Working in the Capital Region with the students, however, “is a contrast to my work with the Hingham Symphony. There I’m working with people who have been making music longer, but the freshness that the young musicians bring to the Youth Orchestra is very exciting. This is a great opportunity for a young conductor. Conductors are teachers, wherever you are, but with a youth orchestra the teacher’s role is seen more clearly. And I learn from them every day, too, just as teachers in other disciplines learn from their students.”

Although many music directors try to impose a style or sound on an orchestra, Kim plans to continue what’s already in progress in here. “It’s one of the nation’s best youth orchestras, so my challenge is to maintain the quality of music-making and education. Also, working with this kind of orchestra means that you have to let the music go sometimes and just be with them, helping everybody learn to be aware of what’s happening.

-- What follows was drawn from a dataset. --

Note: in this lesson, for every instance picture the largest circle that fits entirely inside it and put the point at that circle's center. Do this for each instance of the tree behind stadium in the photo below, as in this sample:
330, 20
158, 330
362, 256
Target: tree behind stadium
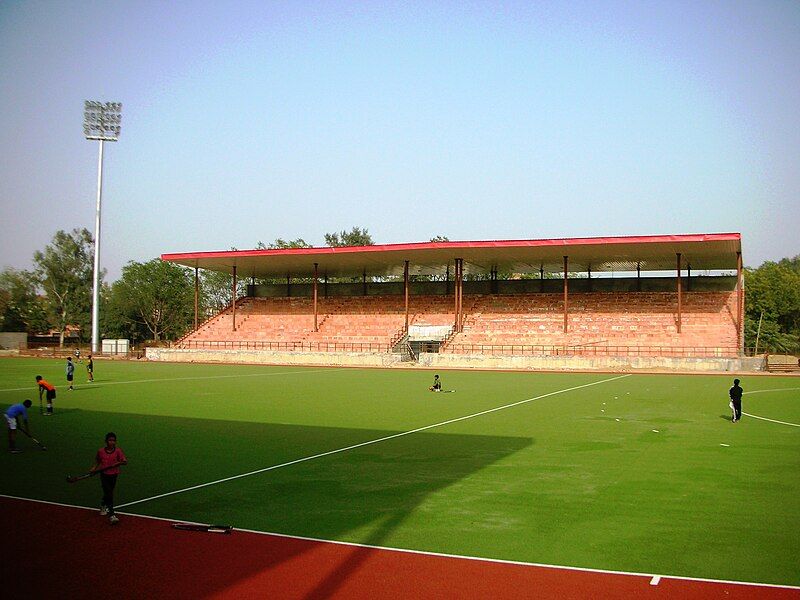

“My goal here is to listen – not just to hear. To be at one with the music. And that’s what I want to help teach these players to do. When you’re in an orchestra, you have to be aware of everything that’s happening around you. Horn players have to know what the violins are doing, what the tympani are doing. It’s a community of players, working as one.”

And that brings him back to community organizing. “An orchestra is a good example of a community. It’s a microcosm of what you find in life – people working together, forced to overcome any differences in order to achieve a common goal. That’s great preparation for other situations you’ll find in life.”